Rather, the retraction was made on the grounds that it could be “misinterpreted” or otherwise used for the nefarious purpose of disseminating “misinformation” regarding COVID.

The study, which was performed by the university’s students, found that the number of overall deaths in 2020 remained continuous with that of years past. This revelation came as a shock as the authors expected that deaths would be significantly higher given that this year, unlike in the past, COVID deaths would add to the total death toll. So the researchers delved more deeply and discovered that, incredibly—miraculously—deaths in all other categories, in the categories of heart disease, respiratory illness, pneumonia, influenza, etc., decreased just as COVID deaths increased.

The explanation for this became at once self-evident: deaths in all of these other categories were being counted as COVID deaths (the paper can still be found in a PDF file).

The point here, though, is that the millions of American citizens who have radically upended their lives (and the life of the whole society) due to their fear of contracting a virus with a mortality rate no different from that of seasonal influenza and from which most people who contract it don’t even get sick are consumed by an excess of fear. The irrationality of their fear is staggering.

A reader recently brought to my attention an article that C.S. Lewis had written on the panic over the prospect of an atomic bomb attack that had seized the members of his generation. Lewis’s contemporaries at least had something truly dangerous to fear, for an atomic bomb, being an indiscriminate killer, was certain to leave in its wake widespread destruction and death. Nothing remotely similar can be said for COVID. Still, it is worth revisiting Lewis’s sagacious counsel, as his words resonate, or should resonate, more profoundly for those of us living today than perhaps at any other time within recent memory.
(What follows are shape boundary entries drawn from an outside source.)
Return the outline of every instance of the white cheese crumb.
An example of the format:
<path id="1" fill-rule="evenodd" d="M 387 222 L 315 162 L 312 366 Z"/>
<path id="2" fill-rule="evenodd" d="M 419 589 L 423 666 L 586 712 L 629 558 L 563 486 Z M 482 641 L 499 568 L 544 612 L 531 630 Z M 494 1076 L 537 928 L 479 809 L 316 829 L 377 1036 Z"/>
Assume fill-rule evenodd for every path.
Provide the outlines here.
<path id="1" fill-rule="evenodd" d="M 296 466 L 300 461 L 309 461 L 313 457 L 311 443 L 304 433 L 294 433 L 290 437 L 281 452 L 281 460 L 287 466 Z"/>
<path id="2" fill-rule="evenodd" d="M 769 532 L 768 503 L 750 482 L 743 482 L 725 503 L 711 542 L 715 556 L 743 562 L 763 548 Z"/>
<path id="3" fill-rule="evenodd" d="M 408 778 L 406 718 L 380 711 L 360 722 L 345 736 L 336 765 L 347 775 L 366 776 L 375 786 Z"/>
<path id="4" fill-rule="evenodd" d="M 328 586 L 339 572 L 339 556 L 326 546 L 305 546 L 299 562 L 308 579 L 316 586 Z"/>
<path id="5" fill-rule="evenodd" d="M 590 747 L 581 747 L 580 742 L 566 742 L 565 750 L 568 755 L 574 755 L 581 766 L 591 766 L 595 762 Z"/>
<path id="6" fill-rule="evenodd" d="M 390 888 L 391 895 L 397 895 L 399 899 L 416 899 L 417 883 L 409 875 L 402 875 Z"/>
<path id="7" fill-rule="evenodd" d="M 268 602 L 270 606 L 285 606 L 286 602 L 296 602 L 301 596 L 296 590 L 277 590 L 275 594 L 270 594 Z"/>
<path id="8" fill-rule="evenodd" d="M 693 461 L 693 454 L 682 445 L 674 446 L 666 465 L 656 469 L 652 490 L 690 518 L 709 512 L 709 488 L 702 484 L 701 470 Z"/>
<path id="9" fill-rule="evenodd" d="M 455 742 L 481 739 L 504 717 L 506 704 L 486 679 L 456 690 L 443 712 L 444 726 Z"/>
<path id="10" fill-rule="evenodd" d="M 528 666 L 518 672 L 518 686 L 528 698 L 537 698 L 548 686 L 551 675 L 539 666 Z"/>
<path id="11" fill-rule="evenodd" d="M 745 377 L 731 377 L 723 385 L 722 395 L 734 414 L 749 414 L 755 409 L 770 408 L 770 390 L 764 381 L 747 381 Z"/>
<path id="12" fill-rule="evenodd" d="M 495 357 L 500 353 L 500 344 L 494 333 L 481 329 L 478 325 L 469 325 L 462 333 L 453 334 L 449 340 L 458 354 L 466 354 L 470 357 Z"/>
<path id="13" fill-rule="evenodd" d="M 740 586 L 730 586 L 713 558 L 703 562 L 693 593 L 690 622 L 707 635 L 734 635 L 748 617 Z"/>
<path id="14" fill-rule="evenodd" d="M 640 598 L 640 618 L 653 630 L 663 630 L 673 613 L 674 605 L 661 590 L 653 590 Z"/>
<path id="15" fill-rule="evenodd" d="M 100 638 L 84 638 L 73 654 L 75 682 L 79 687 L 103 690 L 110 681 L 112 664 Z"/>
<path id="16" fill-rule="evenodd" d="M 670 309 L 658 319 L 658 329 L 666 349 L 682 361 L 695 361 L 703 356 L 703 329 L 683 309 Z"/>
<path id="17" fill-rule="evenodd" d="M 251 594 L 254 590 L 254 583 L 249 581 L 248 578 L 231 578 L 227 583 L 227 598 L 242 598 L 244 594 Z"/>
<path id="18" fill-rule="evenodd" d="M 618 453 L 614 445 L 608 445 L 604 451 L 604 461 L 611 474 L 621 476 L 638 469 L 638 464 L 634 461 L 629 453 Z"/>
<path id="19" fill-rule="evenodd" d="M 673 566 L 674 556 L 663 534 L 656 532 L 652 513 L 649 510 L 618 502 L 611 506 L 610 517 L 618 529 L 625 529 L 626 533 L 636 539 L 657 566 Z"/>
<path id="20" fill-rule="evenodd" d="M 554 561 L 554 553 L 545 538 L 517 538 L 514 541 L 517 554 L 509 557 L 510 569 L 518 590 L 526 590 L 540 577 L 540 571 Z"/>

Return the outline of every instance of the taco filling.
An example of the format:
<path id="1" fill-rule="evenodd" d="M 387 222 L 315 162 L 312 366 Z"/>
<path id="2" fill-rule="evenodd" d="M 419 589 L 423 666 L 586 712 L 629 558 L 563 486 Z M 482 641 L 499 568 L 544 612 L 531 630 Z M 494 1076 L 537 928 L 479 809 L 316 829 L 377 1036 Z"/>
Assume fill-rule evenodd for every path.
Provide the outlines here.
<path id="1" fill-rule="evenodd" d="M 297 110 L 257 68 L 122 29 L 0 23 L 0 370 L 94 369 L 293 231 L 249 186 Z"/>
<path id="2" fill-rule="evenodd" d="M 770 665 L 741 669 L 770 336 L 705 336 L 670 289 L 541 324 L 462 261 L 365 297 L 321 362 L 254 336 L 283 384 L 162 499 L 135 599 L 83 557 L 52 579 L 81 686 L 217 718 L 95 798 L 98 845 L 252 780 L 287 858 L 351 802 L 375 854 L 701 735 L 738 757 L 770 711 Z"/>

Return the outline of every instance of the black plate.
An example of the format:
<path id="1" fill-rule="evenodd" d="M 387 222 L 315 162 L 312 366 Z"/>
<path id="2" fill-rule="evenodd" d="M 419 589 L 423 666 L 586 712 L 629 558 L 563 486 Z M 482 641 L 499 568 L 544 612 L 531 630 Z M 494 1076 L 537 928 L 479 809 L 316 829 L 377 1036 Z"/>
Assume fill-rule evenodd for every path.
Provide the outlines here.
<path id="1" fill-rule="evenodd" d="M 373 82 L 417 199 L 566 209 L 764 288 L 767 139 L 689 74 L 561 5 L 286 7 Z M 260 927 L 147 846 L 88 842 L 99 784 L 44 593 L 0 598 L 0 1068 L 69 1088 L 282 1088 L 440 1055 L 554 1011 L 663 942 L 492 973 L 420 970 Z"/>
In “On Living in an Atomic Age,” Lewis shares how he is “tempted to reply” to those who question how life should proceed under the constant threat of nuclear attack. “’Why, as you would have lived in the sixteenth century when the plague visited London almost every year, or as you would have lived in a Viking age when raiders from Scandinavia might land and cut your throat at night; or indeed, as you are already living in an age of cancer, an age of syphilis, an age of paralysis, an age of air raids, an age of railway accidents, an age of motor accident.’”

Lewis elaborates, warning against the loss of perspective that arises “by exaggerating the novelty of our situation.” Death was “a certainty” long before the invention of the atomic bomb. What “the scientists” have done is simply add “one more chance of painful and premature death to a world which already bristled with such chances [.]”

This being the case, if and when it comes, “let that bomb…find us doing sensible and human things—praying, working, teaching, reading, listening to music, bathing the children, playing tennis, chatting to our friends over a pint and a game of darts,” and “not huddled together like frightened sheep and thinking about bombs. They may break our bodies…but they need not dominate our minds [.]”

Lewis concludes with a warning that all of us in the “COVID era” should take to heart:

“Nothing is more likely to destroy a species or a nation than a determination to survive at all costs.”